Archive for February, 2014

The Incredible Shrinking Alien Workshop

February 23, 2014

thanks_ohio

Singular as it was to see the Dill/AVE ‘Dear John’ letter pop up on AWS’s site last spring, it is wild to look upon the ‘Team’ page in recent weeks and count just four working professionals and two amateurs, half the year-ago number, and relegating 30-years-young 2006 Sect inductee Omar Salazar to de-facto elder statesman status. Setting aside Heath Kirchart’s retired jersey and the mercurial standing of Rob Dyrdek the absentee landlord, if you were to trim now-departed ridership from the ‘Cinematographer’ section (and keep the between-clip clips) you’d get about a three-minute vignette; just three parts from ‘Mind Field’ would survive.

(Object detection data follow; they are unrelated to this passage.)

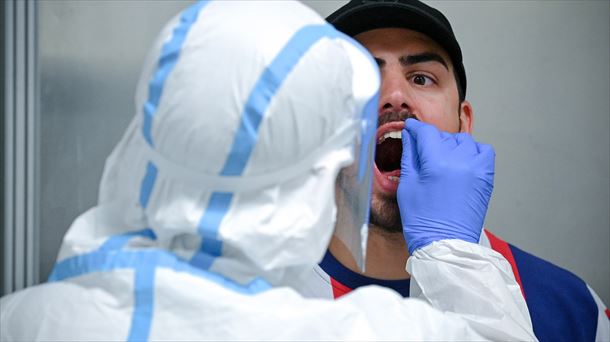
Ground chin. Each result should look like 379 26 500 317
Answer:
370 194 402 233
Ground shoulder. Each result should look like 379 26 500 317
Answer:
481 230 608 341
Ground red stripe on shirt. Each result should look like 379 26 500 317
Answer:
485 230 525 298
330 277 352 299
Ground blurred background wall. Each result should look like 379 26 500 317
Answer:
2 0 610 304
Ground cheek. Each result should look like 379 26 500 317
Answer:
416 93 459 133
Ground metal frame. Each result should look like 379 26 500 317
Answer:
1 0 40 294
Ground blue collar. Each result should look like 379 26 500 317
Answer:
320 251 410 297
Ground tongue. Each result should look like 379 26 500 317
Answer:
375 138 402 173
381 169 400 177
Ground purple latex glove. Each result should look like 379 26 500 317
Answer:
396 119 496 254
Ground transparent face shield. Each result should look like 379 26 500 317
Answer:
335 95 378 272
334 35 381 271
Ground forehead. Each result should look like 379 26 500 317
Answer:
354 28 451 65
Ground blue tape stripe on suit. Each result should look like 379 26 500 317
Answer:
191 24 341 269
49 249 270 294
127 265 155 342
98 228 157 251
129 1 207 341
142 1 208 147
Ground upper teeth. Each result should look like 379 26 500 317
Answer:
378 131 402 144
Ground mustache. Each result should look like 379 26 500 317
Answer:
377 110 417 127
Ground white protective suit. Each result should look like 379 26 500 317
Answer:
0 1 535 341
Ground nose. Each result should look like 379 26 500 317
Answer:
379 70 410 113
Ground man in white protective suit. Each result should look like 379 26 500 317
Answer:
0 1 535 341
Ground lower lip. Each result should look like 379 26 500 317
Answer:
374 165 400 195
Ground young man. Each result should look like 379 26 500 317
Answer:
0 1 535 341
294 0 610 341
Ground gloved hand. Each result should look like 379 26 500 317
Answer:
396 119 495 254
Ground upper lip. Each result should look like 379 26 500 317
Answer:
377 121 405 141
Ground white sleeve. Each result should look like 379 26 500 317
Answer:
407 240 536 340
328 240 536 341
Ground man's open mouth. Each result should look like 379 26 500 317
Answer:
375 121 404 193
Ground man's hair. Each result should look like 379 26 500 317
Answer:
326 0 466 103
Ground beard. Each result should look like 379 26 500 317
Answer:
369 194 402 233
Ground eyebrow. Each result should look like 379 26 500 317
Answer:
375 52 449 70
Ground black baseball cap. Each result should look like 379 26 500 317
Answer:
326 0 466 96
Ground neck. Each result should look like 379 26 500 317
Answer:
328 225 410 280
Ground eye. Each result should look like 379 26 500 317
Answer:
411 74 434 86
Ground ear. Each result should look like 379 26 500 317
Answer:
459 100 474 134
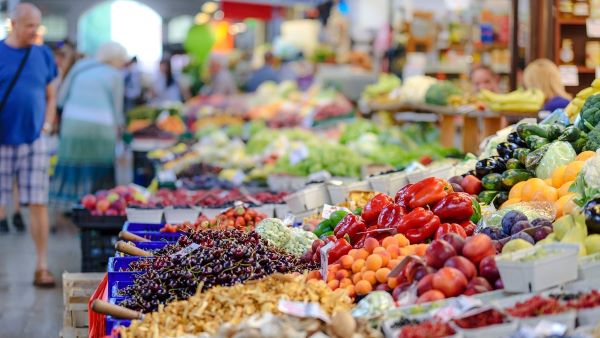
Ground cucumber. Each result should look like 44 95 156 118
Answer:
477 190 498 204
481 173 502 190
506 158 523 169
502 169 533 189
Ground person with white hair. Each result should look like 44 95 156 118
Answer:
0 3 58 287
50 42 129 211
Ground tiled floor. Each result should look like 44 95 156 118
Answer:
0 217 80 338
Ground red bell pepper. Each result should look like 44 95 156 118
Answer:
460 220 477 236
404 213 440 244
396 208 435 234
408 177 452 209
377 204 406 229
333 214 367 243
433 192 473 222
327 238 352 264
394 184 412 209
435 223 467 239
361 194 394 225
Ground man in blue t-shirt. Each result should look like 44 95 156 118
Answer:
0 3 58 287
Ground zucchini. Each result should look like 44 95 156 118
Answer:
506 158 523 169
502 169 533 190
481 173 502 190
477 190 498 204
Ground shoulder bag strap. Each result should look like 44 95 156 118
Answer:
0 47 31 112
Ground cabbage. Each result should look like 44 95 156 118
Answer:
535 141 577 180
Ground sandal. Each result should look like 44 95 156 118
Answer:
33 269 56 288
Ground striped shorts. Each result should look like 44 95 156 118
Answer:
0 136 49 206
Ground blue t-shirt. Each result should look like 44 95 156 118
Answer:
0 40 58 145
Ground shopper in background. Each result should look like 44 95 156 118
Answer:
470 65 500 93
0 3 58 287
201 56 237 96
50 42 128 210
152 58 184 104
124 56 143 112
523 59 571 111
246 52 279 92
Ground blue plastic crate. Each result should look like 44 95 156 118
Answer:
130 231 184 242
105 297 131 336
123 222 163 232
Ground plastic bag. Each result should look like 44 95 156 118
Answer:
535 141 577 180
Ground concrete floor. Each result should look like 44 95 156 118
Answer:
0 218 81 338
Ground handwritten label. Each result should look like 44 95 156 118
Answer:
585 19 600 38
321 204 350 218
171 243 200 257
320 242 334 282
278 299 330 323
558 66 579 86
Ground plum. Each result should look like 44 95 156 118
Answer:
510 231 535 244
502 210 527 236
533 225 552 242
531 218 552 229
510 221 531 235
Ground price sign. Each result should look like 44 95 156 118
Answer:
585 19 600 38
558 66 579 86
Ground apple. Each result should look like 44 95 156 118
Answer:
444 256 477 280
462 234 496 265
479 256 500 284
417 290 446 304
432 267 468 297
425 239 456 269
440 232 465 255
417 274 433 296
96 199 110 213
81 194 96 210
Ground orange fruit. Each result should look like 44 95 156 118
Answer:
365 254 383 271
508 181 526 199
340 278 354 288
352 259 365 273
563 161 585 182
558 181 573 197
381 236 399 249
521 178 547 201
552 165 567 188
394 234 410 248
575 150 596 162
362 271 377 285
352 272 362 284
364 237 379 253
500 198 521 209
386 244 400 259
346 285 356 297
375 268 390 283
340 255 354 269
335 270 350 280
354 280 373 296
354 248 369 260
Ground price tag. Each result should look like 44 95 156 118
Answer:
321 204 350 218
585 19 600 38
278 299 330 323
320 242 335 282
290 144 309 165
171 243 200 257
558 66 579 86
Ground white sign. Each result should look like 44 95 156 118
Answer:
585 19 600 38
558 66 579 86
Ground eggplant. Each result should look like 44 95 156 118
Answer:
496 142 519 160
583 197 600 234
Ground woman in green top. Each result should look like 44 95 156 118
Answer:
50 42 128 209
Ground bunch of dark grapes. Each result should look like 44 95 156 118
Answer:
120 229 316 312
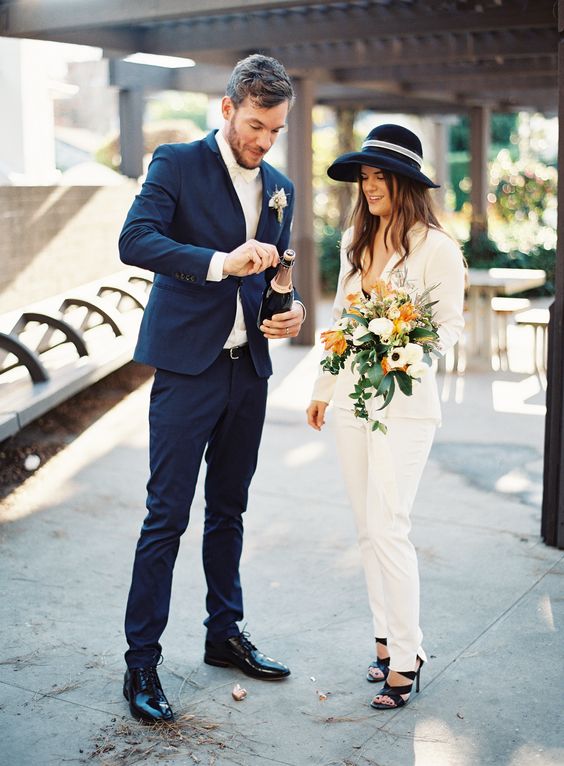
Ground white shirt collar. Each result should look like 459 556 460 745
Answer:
215 130 260 183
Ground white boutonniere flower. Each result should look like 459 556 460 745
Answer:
268 186 288 223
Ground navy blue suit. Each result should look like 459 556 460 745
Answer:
120 133 294 667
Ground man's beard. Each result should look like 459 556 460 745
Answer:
227 122 266 170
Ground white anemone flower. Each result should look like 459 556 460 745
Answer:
352 324 370 346
405 343 423 364
407 362 429 378
368 317 394 337
386 346 407 370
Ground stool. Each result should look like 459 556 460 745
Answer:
515 309 550 388
491 296 531 370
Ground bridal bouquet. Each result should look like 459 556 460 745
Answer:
321 280 439 433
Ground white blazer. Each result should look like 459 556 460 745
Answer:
312 224 465 424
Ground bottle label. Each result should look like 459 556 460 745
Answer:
270 279 294 294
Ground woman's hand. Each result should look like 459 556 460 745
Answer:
306 399 327 431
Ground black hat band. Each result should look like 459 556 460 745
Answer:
362 138 423 168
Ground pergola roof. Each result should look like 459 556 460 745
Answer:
0 0 558 113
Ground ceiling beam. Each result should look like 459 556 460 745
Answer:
147 0 554 53
333 54 558 83
262 29 558 69
0 0 326 39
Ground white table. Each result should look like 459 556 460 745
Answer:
467 268 546 364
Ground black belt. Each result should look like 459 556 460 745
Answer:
221 343 249 359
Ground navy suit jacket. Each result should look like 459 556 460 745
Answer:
119 131 294 378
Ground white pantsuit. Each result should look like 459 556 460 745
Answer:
312 225 464 672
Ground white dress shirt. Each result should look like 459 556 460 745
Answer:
207 130 262 348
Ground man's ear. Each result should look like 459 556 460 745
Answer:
221 96 235 120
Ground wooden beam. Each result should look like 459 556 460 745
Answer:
268 29 558 69
541 0 564 549
144 3 554 57
288 79 319 346
333 55 558 83
470 106 490 241
3 0 555 50
0 0 326 39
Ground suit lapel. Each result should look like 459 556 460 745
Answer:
204 131 247 242
256 163 274 242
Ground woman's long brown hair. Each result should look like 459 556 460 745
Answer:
347 170 442 274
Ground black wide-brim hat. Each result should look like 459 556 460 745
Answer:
327 124 439 189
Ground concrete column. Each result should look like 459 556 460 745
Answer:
433 119 449 210
288 78 319 346
0 37 58 185
332 108 357 230
119 88 145 178
541 0 564 549
470 106 490 240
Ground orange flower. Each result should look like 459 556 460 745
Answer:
370 279 389 298
394 318 409 335
321 330 347 356
399 302 418 322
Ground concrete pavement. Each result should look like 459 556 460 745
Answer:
0 316 564 766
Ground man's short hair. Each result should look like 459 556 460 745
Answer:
225 53 295 109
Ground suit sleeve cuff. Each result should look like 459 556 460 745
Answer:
294 300 307 324
206 250 227 282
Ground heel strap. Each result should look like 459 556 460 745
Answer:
378 684 413 699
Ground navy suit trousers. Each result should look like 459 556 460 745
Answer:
125 350 267 668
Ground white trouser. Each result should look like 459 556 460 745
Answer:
334 414 436 671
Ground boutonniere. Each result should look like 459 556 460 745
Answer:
268 186 288 223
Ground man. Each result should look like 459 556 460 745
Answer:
120 54 305 721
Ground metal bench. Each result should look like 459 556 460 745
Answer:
0 268 152 441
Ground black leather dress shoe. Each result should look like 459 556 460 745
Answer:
204 633 290 681
123 667 174 723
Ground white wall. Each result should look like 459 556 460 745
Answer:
0 38 58 184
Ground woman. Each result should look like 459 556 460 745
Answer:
307 125 464 709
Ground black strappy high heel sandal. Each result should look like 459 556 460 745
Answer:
366 638 390 684
370 658 424 710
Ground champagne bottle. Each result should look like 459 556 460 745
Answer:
257 250 296 328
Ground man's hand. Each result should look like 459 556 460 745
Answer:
223 239 280 277
306 399 327 431
260 303 304 340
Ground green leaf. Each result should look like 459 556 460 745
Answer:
395 370 413 396
366 364 384 389
342 312 368 327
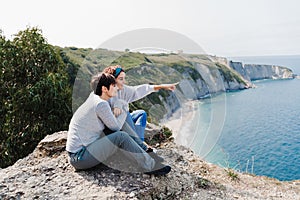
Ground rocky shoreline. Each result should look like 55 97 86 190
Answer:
0 129 300 199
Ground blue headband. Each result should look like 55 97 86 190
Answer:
114 67 124 78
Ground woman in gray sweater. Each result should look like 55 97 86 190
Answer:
103 65 177 151
66 73 171 175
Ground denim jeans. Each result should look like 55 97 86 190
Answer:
126 110 147 141
70 131 155 172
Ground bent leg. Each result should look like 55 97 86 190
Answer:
130 110 147 141
87 131 155 171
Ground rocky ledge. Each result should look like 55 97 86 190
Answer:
0 128 300 199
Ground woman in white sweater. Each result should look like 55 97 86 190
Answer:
66 73 171 175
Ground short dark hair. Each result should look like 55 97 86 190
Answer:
91 73 116 96
103 65 125 78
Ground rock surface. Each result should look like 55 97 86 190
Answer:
228 61 294 81
0 129 300 199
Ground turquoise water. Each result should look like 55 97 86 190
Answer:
192 55 300 180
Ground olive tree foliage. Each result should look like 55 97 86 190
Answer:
0 28 72 167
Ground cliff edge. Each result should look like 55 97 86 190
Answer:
0 127 300 199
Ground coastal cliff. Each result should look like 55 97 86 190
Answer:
0 130 300 200
229 61 294 81
61 47 293 123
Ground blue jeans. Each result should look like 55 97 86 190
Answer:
69 131 155 172
126 110 147 141
122 110 148 151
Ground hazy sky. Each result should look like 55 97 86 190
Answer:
0 0 300 56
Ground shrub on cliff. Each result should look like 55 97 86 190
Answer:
0 28 72 167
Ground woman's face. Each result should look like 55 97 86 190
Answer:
116 72 126 90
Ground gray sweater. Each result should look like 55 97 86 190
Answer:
66 92 128 153
109 84 154 109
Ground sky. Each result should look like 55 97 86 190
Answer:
0 0 300 57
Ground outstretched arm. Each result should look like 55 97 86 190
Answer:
154 82 179 91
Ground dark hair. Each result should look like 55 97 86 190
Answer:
91 73 116 96
103 65 125 78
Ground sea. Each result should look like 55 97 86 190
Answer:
191 55 300 181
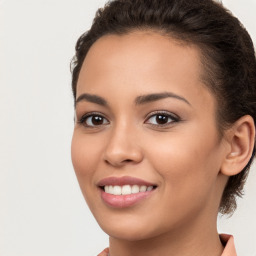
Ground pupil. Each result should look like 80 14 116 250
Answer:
92 116 103 125
156 115 168 124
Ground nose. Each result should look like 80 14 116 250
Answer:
104 124 143 167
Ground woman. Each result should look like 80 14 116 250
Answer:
72 0 256 256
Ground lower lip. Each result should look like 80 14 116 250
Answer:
101 189 155 208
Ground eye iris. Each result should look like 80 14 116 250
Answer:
156 115 168 124
92 116 104 125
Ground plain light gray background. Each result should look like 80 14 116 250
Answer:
0 0 256 256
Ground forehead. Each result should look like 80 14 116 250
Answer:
77 31 213 109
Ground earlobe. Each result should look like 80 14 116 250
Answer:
221 115 255 176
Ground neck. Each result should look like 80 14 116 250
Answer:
110 213 223 256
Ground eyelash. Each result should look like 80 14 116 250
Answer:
78 111 180 128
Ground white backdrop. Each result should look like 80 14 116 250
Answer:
0 0 256 256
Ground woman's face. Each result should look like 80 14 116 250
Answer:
72 32 226 240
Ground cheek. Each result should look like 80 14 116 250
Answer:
148 128 220 202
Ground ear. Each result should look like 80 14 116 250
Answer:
221 115 255 176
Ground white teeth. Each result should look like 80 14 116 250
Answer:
122 185 132 195
140 186 147 192
132 185 140 194
114 186 122 195
147 186 153 191
104 185 153 195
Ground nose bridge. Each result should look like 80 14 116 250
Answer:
104 118 143 166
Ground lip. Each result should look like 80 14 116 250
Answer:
97 176 156 208
97 176 156 187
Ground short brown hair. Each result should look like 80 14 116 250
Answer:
71 0 256 214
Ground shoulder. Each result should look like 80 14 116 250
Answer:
220 234 237 256
98 248 109 256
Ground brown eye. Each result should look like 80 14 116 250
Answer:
146 112 179 126
155 115 169 124
80 114 109 127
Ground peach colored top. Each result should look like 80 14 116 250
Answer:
98 234 237 256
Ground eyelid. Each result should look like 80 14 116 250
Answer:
145 110 181 121
145 110 181 127
76 111 110 128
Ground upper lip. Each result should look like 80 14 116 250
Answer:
97 176 156 187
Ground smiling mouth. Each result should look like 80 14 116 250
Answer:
100 184 157 196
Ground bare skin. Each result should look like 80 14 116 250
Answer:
72 32 254 256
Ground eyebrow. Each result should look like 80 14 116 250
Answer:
75 93 108 106
135 92 191 106
75 92 191 106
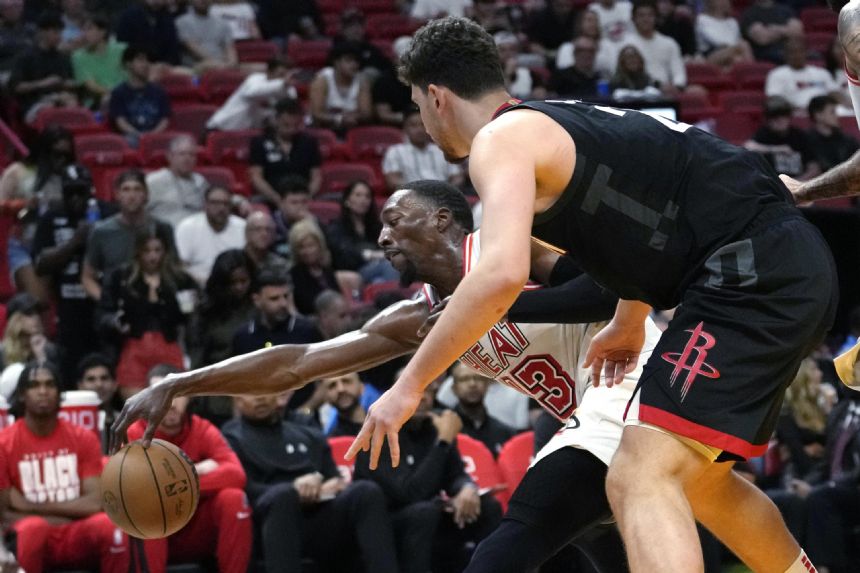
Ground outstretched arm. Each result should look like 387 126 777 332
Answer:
111 300 429 450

The narrative seems to go like this: aging bones and the lack of any equity stake in the company that employed them for some 15 years, Van Engelen and Dill dipped after seeing the title to DNA’s corporate UFO change hands multiple times in recent years, in the most recent case supposedly finding out only after the fact that Dyrdek had abruptly flipped the company to sunglass investor and Street League licensor Pacific Vector Holdings. (‘Despicable Me’ teaches us that a vector possesses direction and magnitude, while Pacific refers to the ocean that abuts California.) Sans these sometime-roomies and industry spirit-guides, Ohio-rooted bean-planter Kevin Terpening quietly exited, followed by the long-anticipated departure of Mikey Taylor, Grant Taylor’s seemingly preordained leap to Anti-Hero and most recently that of onetime franchise fakie 360-flipper and recent DKNY booster Dylan Rieder*.

The slow ebb of branded professional talent from the AWS roster over the past three quarters probably does not rise to the level of the World Industries ship-jumping of the mid-1990s or the nearly absolute Toy Machine team abscondiment that left Ed Templeton and Austin Stephens to rebuild by themselves the house of the Transmissionator. The steady grabbing of coats leaves open the question though as to whether the exodus has yet run its course. The curb-carving hair-greaser known to fans as Donovon Piscopo is seen to remain close with the DAVE contingent; hardly a fortnight can pass without wallride impresario Jake Johnson being instagrammed in close proximity to Polar hardgoods and he has really started to do a lot of no-complies these past 18 months.

Are the quartet of Jake Johnson, Omar Salazar, a recently reinvigorated and spectacleless Tyler Bledsoe, and Gilbert Crockett — who for one has voiced on the record his commitment to remaining aboard the grand Alien trip — strong enough to sustain and refresh this hallowed and murky well of Midwestern weirdness? Did recent “collaborations” with the estates of Warhol and Haring** signal a grasping at creative straws for a company with one of the strongest track records of art still going? To what extent are DNA’s new owners vexed by the exits, versus what their financial models may have divined prior to agreeing the purchase? Will the excellently disjointed TOUROHIO clip from late last year come to be seen as bridge or a bookend? Are the personnel moves to be interpreted as some right-sizing of DNA’s pro-level staffing, given Josh Kalis’ recent comments to the effect that even the MTV-moneyed boardroom chessboxer Dyrdek struggled to keep the company financially viable?

*Noting the Dill and Ave note, as the industry becomes increasingly press-release driven it seems more and more strange when companies keep silent on the departure of marquee names, especially those of years-long riders, instead quietly deleting them from their websites and re-screening their boards.
**does the world need a Radiohead album of Beatles covers?